Andrew Forster, Other Poetry
This is a more measured and yet more joyful collection than her first, Diverting the Sea. The title poem has ‘low sun’ and ‘uncut fields’... ‘pale forgetting words’: four stanzas, seemingly simple, yet humming with the unsaid...Wills has a knack of connecting two disparate things, making you see both in a fresh way.
Kath McKay, The North
Developing the Negative represents a significant advance. She takes big themes... and finds a different point of view on the ordinary, a fresh voice to enliven the familiar. This collection confirms Wills as one of the more interesting and accomplished new poets writing today.
June Hall, Acumen 64
Diverting the Sea
Emily Wills' first collection is a gem. She focuses on familiar themes — birth, childhood, old age — with surgical precision, using spare concrete imagery to dazzling effect.
Catherine Smith, The Frogmore Papers
Diverting the Sea … has a substantial set of voices in its clustering of themes and preoccupations emanating from a sensitive standpoint inside the ordinary.
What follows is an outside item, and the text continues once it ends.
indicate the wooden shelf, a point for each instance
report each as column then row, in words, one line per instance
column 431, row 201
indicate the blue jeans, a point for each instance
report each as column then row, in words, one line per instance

Wills has the ability to dwell on people with the loving curiosity of a painter …
Stephen Waling, The North
Readings and Workshops
Thank you so much for coming to Three Storeys to deliver such an enjoyable poetry session. It felt like a masterclass in how to gently facilitate a group. Lovely choice of poems, and a good balance of writing / sharing / reading the poems.
Ros Mulhall April 2022
Thank you so much for reading for us - really good, well chosen poems, warm, well judged introductions. Just what we were hoping for.
Michael Laskey 2010, Smiths Knoll
… thanks again for a lovely reading. You deliver the poems in a confident and measured manner — and they're lovely poems! We certainly enjoyed having you at the Troubadour.
Anne-Marie Fyfe 2009
Emily is not only a professional poet: she's obviously a professional teacher of poets, too. From the two workshops I've been to, I came away with new ideas, material for development, and critical responses to work in progress: enough fuel and encouragement to nourish a whole new phase of writing.
Jane Mace 2008
Excellent tutor — mind expanding
… has made me aware I can write more than I thought I could.
… an excellent tutor having the ability of understanding each individual also giving confidence.